The Federal Deposit Insurance Corp. is objecting to Bank of America Corp.’s proposed $8.5 billion mortgage-bond settlement with investors, joining investors and states that are challenging the agreement.
The FDIC owns securities covered by the settlement and says it doesn’t have enough information to evaluate the accord, according to a filing Monday in federal court in Manhattan.
Bank of America has agreed to pay $8.5 billion to resolve claims from investors in Countrywide Financial mortgage bonds. The settlement was negotiated with a group of institutional investors and would apply to investors outside that group.
A New York state judge was scheduled to consider approving the settlement in November.
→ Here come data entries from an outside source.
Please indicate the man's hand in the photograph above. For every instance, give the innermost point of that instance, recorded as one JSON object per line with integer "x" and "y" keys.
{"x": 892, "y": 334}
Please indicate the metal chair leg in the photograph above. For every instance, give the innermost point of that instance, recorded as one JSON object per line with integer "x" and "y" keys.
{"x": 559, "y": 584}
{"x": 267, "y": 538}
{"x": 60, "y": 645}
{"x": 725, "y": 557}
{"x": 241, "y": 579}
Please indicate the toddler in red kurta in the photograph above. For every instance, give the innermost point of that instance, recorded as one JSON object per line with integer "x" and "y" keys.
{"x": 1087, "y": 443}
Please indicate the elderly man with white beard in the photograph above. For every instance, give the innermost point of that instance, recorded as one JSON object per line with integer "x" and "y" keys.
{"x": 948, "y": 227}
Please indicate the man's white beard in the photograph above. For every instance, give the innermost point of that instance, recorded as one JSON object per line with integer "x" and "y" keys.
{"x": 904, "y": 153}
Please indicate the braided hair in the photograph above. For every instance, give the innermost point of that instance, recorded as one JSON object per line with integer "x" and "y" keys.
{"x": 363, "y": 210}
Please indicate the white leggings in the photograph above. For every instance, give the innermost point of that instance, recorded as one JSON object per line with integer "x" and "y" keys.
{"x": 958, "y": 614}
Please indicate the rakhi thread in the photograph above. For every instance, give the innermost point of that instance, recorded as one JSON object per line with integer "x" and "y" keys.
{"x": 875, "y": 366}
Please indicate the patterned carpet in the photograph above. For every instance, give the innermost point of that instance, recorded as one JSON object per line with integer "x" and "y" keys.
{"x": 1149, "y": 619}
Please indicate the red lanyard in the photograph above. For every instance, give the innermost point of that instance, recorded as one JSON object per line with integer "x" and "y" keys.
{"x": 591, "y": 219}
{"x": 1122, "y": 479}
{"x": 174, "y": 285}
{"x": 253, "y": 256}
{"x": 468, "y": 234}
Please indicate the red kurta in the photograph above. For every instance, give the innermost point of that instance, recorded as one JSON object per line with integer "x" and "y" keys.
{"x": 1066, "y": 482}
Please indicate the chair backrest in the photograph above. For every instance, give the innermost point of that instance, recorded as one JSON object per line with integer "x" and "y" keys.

An investor group is trying to move the case to federal court.
Andrew Gray, an FDIC spokesman, declined to comment on the filing.
Lawrence Grayson, spokesman for Charlotte, North Carolina- based Bank of America, didn’t immediately respond to an e-mail seeking comment on the filing. Kevin Heine, a spokesman for Bank of New York Mellon Corp., the trustee for the mortgage- securitization trusts covered by the agreement, didn’t immediately respond to an e-mail.
The state case is In the matter of the application of The Bank of New York Mellon, 651786/2011, New York state Supreme Court, New York County (Manhattan).
The federal case is In the Matter of the Application of Bank of New York Mellon v. Walnut Place LLC, 11-cv-5988, U.S. District Court, Southern District of New York (Manhattan).